The Comedy Central Era

    Season 5 / Movies (2007-2009) 
Each movie counts as four episodes.
  1. "Bender's Big Score": Fry learns he has a tattoo of Bender on his buttocks that has universal consequences, and nudist alien scammers take over Planet Express and use a virus to force Bender to do their bidding.
  2. "The Beast with a Billion Backs": A direct sequel to Bender's Big Score, Fry has fallen in love with a colossal tentacled monster from another universe, which begins spreading its influence (and its tentacles) everywhere.
  3. "Bender's Game": While the rest of the Planet Express crew gets entangled in Mom's plot to corner the market on dark matter, Bender becomes too obsessed with playing Dungeons and Dragons.
  4. "Into the Wild Green Yonder": Environmentalism, a cult of mentally ill bums, and run-ins with the Robot Mafia all collide in this Series Fauxnale of the series.

    Season 6 (2010-2011) 
  1. "Rebirth": Picking up where Into the Wild Green Yonder left off, Farnsworth uses a birthing machine and resurrects everyone, but complications ensue with both Fry and Leela.
  2. "In-A-Gadda-Da-Leela": Zapp Brannigan and Leela find themselves as the only people inhabiting a Garden of Eden-style planet. Meanwhile, a rogue satellite begins attacking planets by censoring them and has Earth in its sights.
  3. "Attack of the Killer App": Everyone in New New York City becomes obsessed with the new eyePhone, completely unaware that Mom is planning to brainwash them. Meanwhile, Bender and Fry bet each other that they can get more Internet followers, and Leela has an embarrassing blemish that Fry uses to win the bet.
  4. "Proposition Infinity": Amy and Bender become a couple and petition to have robot-human relationships legalized.

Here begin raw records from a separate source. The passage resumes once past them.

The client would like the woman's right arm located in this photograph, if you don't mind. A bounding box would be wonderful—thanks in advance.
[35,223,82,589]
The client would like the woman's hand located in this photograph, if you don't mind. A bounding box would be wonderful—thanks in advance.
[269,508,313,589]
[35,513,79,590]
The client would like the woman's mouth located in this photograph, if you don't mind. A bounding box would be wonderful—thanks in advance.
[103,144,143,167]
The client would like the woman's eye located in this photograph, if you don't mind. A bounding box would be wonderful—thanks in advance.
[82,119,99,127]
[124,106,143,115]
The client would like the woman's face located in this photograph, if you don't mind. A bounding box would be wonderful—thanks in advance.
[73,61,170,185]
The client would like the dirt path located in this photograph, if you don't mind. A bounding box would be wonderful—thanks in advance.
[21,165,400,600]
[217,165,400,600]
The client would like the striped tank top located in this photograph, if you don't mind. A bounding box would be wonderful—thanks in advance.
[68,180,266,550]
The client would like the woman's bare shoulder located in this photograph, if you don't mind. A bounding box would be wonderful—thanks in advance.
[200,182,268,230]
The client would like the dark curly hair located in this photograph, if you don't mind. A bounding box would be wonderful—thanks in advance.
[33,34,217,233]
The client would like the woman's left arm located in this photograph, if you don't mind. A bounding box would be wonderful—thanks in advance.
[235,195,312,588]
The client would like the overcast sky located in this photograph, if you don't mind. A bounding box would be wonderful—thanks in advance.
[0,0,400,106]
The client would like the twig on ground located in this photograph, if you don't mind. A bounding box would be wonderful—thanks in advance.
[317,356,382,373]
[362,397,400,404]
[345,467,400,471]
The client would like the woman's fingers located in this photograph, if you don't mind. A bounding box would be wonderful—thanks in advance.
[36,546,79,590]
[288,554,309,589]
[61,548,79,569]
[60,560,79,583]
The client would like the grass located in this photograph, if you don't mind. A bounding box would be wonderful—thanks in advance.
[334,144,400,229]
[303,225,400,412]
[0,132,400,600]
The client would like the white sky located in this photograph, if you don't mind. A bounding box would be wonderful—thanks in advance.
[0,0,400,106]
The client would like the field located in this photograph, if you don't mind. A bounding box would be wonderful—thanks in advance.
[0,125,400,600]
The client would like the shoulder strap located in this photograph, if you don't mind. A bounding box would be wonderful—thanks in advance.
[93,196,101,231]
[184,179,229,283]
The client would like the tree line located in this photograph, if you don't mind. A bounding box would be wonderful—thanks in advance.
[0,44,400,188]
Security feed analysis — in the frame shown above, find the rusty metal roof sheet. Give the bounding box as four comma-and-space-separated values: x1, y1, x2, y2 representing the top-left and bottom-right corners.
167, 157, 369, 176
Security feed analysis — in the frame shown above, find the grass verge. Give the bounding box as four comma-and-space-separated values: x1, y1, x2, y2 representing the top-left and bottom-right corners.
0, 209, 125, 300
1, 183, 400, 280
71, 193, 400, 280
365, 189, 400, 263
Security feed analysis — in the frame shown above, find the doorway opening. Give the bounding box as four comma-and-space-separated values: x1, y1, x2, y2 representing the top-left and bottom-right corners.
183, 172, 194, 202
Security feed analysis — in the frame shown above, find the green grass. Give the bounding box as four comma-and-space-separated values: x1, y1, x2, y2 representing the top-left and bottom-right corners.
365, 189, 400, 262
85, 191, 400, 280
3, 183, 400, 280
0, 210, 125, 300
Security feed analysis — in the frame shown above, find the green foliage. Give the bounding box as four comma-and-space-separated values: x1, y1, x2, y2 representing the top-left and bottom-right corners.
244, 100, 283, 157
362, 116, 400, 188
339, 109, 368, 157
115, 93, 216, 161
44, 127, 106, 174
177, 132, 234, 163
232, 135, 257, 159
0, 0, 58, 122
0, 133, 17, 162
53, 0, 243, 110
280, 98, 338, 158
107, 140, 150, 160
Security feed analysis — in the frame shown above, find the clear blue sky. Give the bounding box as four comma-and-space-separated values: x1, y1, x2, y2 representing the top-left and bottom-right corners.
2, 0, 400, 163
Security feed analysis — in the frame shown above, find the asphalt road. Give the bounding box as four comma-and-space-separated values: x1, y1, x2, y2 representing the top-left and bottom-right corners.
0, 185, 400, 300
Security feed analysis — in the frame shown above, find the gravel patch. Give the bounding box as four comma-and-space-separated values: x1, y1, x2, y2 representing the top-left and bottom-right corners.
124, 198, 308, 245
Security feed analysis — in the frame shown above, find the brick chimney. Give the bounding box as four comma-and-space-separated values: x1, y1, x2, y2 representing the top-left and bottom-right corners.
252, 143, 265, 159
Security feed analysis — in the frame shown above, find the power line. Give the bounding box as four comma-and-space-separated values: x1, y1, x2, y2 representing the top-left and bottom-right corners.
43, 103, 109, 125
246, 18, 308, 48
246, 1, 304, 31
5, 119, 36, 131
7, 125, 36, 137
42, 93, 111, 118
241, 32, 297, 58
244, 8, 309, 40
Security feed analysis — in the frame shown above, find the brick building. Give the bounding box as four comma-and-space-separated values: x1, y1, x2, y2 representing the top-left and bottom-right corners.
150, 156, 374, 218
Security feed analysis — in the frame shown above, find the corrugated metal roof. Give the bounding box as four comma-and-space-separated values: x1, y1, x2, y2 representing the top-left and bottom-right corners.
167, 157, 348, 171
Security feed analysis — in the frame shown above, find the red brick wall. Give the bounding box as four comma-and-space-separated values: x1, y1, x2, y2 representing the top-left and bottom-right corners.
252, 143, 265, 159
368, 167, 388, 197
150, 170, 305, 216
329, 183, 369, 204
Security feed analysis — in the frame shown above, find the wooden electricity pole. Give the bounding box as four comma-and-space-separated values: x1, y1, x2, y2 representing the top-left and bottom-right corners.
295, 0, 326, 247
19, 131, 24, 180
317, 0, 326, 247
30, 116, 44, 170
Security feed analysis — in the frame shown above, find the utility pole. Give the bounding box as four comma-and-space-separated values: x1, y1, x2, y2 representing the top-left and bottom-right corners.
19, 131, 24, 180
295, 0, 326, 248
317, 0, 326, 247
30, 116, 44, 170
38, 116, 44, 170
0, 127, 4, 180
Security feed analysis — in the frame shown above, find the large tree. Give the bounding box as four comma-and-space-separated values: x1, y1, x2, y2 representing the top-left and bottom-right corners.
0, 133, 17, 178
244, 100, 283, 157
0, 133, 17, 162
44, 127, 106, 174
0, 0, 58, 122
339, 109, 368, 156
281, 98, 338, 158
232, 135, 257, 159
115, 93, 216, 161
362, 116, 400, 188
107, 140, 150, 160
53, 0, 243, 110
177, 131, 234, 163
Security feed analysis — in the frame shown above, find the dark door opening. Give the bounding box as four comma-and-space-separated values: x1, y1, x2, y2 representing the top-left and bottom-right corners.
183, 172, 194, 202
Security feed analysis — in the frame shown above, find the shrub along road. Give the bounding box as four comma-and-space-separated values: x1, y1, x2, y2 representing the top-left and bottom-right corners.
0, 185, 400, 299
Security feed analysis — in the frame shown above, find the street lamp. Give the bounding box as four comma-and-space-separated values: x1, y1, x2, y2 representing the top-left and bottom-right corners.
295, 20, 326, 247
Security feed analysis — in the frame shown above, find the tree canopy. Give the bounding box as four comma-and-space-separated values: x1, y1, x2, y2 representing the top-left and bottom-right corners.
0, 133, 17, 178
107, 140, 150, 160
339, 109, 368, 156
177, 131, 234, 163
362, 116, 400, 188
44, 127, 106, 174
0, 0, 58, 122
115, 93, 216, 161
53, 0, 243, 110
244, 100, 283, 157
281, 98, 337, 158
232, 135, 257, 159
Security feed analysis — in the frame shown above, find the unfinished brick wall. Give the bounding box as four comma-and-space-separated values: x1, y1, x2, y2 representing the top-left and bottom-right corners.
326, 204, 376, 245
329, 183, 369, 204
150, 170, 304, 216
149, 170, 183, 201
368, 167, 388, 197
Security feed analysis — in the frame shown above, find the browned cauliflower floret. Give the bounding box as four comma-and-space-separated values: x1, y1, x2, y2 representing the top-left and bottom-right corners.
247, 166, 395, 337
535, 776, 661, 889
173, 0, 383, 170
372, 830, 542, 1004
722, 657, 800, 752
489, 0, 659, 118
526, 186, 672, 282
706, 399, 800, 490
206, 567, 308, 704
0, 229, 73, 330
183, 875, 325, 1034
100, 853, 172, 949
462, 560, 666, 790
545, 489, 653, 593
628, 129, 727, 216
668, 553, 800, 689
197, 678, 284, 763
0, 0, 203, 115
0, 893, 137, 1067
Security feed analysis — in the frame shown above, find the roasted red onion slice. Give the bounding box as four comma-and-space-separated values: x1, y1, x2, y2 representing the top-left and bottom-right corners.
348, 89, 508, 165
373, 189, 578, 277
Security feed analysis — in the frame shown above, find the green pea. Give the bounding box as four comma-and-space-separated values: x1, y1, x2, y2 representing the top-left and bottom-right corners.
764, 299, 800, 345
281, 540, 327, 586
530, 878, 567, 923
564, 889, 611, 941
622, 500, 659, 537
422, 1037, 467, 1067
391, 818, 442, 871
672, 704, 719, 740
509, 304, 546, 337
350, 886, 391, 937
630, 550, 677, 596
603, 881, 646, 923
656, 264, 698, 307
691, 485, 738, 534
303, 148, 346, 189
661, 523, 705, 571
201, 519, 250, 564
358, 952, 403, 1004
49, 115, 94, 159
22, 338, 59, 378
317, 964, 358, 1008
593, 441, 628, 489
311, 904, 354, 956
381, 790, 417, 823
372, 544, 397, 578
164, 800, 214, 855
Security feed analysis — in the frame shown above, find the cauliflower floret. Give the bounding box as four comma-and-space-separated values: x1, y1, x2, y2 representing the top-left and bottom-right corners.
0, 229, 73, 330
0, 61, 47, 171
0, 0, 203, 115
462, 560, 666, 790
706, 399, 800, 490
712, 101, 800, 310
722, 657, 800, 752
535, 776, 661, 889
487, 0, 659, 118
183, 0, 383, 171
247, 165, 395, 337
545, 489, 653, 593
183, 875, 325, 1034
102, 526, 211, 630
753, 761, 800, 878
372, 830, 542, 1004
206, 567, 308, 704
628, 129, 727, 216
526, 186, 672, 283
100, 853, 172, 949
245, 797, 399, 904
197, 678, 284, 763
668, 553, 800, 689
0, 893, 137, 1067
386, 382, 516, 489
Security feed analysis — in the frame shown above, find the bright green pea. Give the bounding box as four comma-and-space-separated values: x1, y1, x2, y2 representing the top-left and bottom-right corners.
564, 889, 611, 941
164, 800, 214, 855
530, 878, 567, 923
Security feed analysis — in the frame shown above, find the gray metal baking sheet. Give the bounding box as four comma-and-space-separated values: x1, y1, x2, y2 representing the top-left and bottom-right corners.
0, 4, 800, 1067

  5. "The Duh-Vinci Code": Fry discovers a drawing of Leonardo da Vinci's fabled lost invention hidden in the inventor's beard that Farnsworth had kept. Following it leads him and Farnsworth into a conspiracy where it turns out that Leonardo was not completely what he seemed.
  6. "Lethal Inspection": Bender finds out that he was born without a back-up system, and won't be able to put his memories into a back-up robot body when he dies. So, he and Hermes go off to search for Inspector #5, the person who checked Bender at the production lines.
  7. "The Late Phillip J. Fry": Fry blows off a date with Leela after Professor Farnsworth and Bender take Fry on a ride inside a time machine that can only go forward.
  8. "That Darn Katz!": Amy and Nibbler must fight back against her professor's pet cat, who is brainwashing the people of Earth.
  9. "A Clockwork Origin": The Planet Express crew experiences evolution firsthand after getting stranded on a lifeless asteroid.
  10. "The Prisoner of Benda": Professor Farnsworth and Amy build a machine that allows them to switch minds so that they may each pursue their lifelong dreams. However, they learn that the machine cannot be used twice on the same pairing of bodies. To try to return to their rightful bodies, they involve the rest of the crew in the mind switches, leaving each member free to pursue their own personal endeavors in a different crew member's body.
  11. "Lrrreconcilable Ndndifferences": The ruler of the planet Omicron Persei 8, Lrrr experiences marriage trouble with his queen, Ndnd, that climaxes in Lrrr being kicked out of his home and forced to live with Planet Express. The crew help him through his midlife crisis by trying to find him a girlfriend.
  12. "The Mutants are Revolting": In this, the 100th episode, Leela's status as a mutant is exposed to the public and she is deported from the surface and forced to live with other mutants in the sewers.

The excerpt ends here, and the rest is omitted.